It is very seldom that mere ordinary people like John and myself secure ancestral halls for the summer.

A colonial mansion, a hereditary estate, I would say a haunted house, and reach the height of romantic felicity-but that would be asking too much of fate!

Still I will proudly declare that there is something queer about it.

Else, why should it be let so cheaply? And why have stood so long untenanted?

John laughs at me, of course, but one expects that in marriage.

John is practical in the extreme. He has no patience with faith, an intense horror of superstition, and he scoffs openly at any talk of things not to be felt and seen and put down in figures.

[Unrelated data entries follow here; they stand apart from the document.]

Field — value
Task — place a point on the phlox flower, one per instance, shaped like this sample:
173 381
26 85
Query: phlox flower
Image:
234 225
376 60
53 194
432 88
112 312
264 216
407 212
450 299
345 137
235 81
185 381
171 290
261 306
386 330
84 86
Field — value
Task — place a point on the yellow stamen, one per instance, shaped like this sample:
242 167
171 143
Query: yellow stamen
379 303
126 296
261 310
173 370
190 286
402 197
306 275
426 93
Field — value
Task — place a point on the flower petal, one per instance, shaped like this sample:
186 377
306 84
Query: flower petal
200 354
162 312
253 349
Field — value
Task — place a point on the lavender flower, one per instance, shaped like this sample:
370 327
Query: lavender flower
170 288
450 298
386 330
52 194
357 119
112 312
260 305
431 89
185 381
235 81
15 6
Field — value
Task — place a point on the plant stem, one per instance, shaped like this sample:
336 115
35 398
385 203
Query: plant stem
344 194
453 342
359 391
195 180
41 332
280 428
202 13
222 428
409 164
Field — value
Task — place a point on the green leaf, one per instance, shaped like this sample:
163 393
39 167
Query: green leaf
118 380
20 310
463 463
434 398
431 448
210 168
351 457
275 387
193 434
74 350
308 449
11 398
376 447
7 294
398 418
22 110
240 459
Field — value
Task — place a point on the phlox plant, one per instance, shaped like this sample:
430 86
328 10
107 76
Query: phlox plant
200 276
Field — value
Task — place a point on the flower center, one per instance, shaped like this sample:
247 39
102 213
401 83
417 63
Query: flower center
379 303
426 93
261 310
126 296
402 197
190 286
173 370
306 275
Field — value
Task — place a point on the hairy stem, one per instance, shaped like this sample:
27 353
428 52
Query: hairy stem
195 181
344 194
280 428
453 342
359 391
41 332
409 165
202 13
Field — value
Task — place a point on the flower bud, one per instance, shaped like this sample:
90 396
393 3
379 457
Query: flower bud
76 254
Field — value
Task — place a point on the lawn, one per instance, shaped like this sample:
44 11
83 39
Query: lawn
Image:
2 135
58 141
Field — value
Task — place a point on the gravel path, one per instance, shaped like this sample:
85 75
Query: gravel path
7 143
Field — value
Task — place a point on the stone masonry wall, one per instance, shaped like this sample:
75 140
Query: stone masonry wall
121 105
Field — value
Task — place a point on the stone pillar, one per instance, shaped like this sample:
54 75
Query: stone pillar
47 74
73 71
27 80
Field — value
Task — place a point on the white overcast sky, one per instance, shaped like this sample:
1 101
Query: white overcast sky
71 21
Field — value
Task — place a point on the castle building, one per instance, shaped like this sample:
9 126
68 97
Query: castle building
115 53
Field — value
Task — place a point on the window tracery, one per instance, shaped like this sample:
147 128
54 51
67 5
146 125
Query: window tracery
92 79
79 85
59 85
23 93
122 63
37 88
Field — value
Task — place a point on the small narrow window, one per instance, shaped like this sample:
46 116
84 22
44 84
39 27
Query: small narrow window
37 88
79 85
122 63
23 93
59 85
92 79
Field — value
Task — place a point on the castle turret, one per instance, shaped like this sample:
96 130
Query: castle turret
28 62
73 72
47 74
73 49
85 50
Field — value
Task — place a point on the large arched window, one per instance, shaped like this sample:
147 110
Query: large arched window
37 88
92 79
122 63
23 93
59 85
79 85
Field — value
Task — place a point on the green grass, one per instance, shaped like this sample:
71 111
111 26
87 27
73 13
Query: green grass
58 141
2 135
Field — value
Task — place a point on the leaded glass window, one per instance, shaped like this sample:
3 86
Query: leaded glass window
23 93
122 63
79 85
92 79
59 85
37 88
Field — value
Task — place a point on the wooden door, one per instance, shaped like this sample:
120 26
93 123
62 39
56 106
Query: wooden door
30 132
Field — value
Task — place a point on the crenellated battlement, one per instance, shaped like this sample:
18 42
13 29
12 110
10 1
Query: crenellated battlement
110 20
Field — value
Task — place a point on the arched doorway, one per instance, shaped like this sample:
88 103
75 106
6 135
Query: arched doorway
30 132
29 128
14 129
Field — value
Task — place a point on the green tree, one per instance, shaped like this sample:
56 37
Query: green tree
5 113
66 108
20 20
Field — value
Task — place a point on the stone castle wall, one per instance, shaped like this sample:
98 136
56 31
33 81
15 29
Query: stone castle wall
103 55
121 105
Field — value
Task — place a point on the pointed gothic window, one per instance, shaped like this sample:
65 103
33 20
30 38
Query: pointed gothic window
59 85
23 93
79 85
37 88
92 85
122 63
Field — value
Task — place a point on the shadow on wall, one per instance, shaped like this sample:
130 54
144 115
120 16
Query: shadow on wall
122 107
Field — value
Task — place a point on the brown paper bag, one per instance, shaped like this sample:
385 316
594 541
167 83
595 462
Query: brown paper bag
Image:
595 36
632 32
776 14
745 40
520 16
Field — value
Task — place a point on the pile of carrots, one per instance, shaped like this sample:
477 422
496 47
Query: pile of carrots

John is a physician, and PERHAPS-(I would not say it to a living soul, of course, but this is dead paper and a great relief to my mind)-PERHAPS that is one reason I do not get well faster.

You see he does not believe I am sick!

And what can one do?

If a physician of high standing, and one's own husband, assures friends and relatives that there is really nothing the matter with one but temporary nervous depression-a slight hysterical tendency-what is one to do?

My brother is also a physician, and also of high standing, and he says the same thing.

So I take phosphates or phosphites-whichever it is, and tonics, and journeys, and air, and exercise, and am absolutely forbidden to "work" until I am well again.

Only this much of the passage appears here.